The owner of Circle K will not be buying the owner of 7-Eleven. | Photo: Shutterstock.
So much for the prospect of a mega c-store chain.
Alimentation Couche-Tard (ACT), the owner of the convenience-store chain Circle K, late on Wednesday said it has withdrawn its offer to buy Seven & i Holdings, owner of 7-Eleven, citing a lack of engagement from the Tokyo-based company.
“We have repeatedly sought a friendly dialogue with the Ito family, but they have not been open to any conversation,” ACT said in a letter to the 7&i board of directors, referring to the Ito family, which controls Seven & i.

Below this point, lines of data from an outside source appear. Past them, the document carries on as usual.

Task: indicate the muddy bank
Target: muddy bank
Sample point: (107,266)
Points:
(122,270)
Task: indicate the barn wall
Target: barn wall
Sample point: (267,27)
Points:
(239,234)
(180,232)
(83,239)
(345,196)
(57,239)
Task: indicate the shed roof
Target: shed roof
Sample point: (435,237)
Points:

Seven & i confirmed the withdrawal of ACT’s $46 billion offer and said that it was “disappointed” with the decision and disagreed with the rival firm’s characterizations of the discussions.

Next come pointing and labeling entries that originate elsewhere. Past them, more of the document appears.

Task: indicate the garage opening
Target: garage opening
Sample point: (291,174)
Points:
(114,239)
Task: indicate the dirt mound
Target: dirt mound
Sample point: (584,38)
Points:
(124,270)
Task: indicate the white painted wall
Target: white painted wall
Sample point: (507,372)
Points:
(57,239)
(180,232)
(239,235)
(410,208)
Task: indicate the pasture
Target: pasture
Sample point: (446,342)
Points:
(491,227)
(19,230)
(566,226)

The company said there were always concerns about a potential merger with the two companies, notably their massive, North American operations. 7-Eleven is the largest operator of convenience stores in the U.S. by store count, according to Restaurant Business sister publication CSP Daily News. No. 2 is ACT.
That would likely lead to antitrust questions. “We were always honest about the extraordinary antitrust hurdles a potential transaction would face, including the protracted timeframe to move through the regulatory process,” 7-Eleven’s owner said.

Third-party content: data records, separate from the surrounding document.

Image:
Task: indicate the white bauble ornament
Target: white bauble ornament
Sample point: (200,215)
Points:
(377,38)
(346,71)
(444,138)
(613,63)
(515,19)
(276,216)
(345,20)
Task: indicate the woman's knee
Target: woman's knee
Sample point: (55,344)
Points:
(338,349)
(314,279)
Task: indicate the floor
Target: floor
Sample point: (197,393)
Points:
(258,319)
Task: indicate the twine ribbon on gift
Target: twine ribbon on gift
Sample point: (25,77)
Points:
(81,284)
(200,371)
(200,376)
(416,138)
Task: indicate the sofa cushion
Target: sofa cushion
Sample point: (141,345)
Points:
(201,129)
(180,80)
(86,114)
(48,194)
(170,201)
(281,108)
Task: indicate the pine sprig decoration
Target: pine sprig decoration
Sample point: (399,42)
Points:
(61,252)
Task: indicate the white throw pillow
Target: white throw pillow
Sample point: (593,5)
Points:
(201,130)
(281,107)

As such, Seven & i said that it had pursued its own “value creation” strategy, including an initial public offering of 7-Eleven and the sale of other businesses it controls.
Nevertheless, the decision puts an end to any prospect of a merger between the nation’s two biggest convenience-store chains that sent ripples throughout that industry and the restaurant business since the idea was first broached in August.
ACT at the time offered to buy Seven & i for $39 billion before later upping that bid to a deal valued at around $46 billion.
As it is, both Circle K and 7-Eleven are growing competitors with the restaurant industry, particularly fast-food chains. A combined Circle K and 7-Eleven would have more locations than either McDonald’s or Starbucks and would likely push further into the prepared food business as consumers have been increasingly viewed them as a good option.
In addition to selling a variety of grab-and-go and prepared foods, 7-Eleven operates numerous outposts of the restaurant concepts Laredo Taco Company and Raise the Roost Chicken and Biscuits.
At the same time, antitrust concerns would likely force the sale of some stores in certain markets—assuming the deal passes legal muster at all. In addition, the global economy has changed since the deal was first conceived.
“Since ACT initially made its proposal, there have been significant changes in the global economy, exchange rates and financing markets,” 7&i said. “As ACT noted in its most recent earnings call, conditions in key markets have deteriorated since last year.”
“We are not surprised” that the deal ended, the company said.
Still, ACT said in its letter that there have been “no sincere or constructive engagement” from Seven & i since the two companies entered into a non-disclosure agreement.
“The quantity and substance of the permitted due diligence, including at two tightly constrained management meetings, have been negligible,” ACT said to the Seven & i board. “Rather, you have engaged in a calculated campaign of obfuscation and delay, to the great detriment of Seven & i and its shareholders.”